Main Article Content
Improved affinity of a chicken single-chain antibody to avian infectious bronchitis virus by site-directed mutagenesis of complementarity-determining region H3
Abstract
Affinity maturation of antibodies using random or site-directed mutagenesis provides the potential to change the properties of antibodies in vitro.

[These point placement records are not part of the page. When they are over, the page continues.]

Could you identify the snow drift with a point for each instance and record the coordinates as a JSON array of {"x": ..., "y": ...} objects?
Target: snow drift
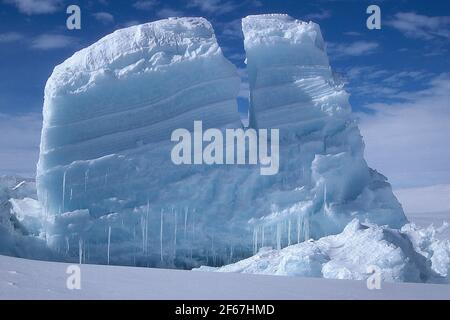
[{"x": 106, "y": 179}]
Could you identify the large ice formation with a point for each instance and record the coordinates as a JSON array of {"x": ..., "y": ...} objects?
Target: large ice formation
[
  {"x": 21, "y": 220},
  {"x": 106, "y": 178}
]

We used site-directed mutagenesis to improve the binding affinity of an anti-avian infectious bronchitis virus (IBV) single-chain antibody ZL.80 with low affinity. Twelve highly variable residues in the third heavy chain complementarity-determining region (CDR H3) of ZL.80 were mutated to alanine, to determine their contributions to antigen binding. Only mutations at CysH105, AspH106 and ValH108 inhibited its binding to IBV in indirect enzyme-linked immunosorbent assays. These three sites were then substituted with tyrosine, arginine and serine, because these were considered to be beneficial to protein-protein interactions. The mutant ValH108Tyr demonstrated a 12.9-fold increase in affinity compared to parental ZL.80. This study demonstrates that the affinity of single-chain variable fragments can be improved by a single amino acid substitution in the CDR H3 with no change in specificity, indicating that tyrosine could play an important role in antigen binding.
Key words: Single-chain variable fragments (scFvs), affinity maturation, avian infectious bronchitis virus (IBV), third heavy chain complementarity-determining region (CDR H3).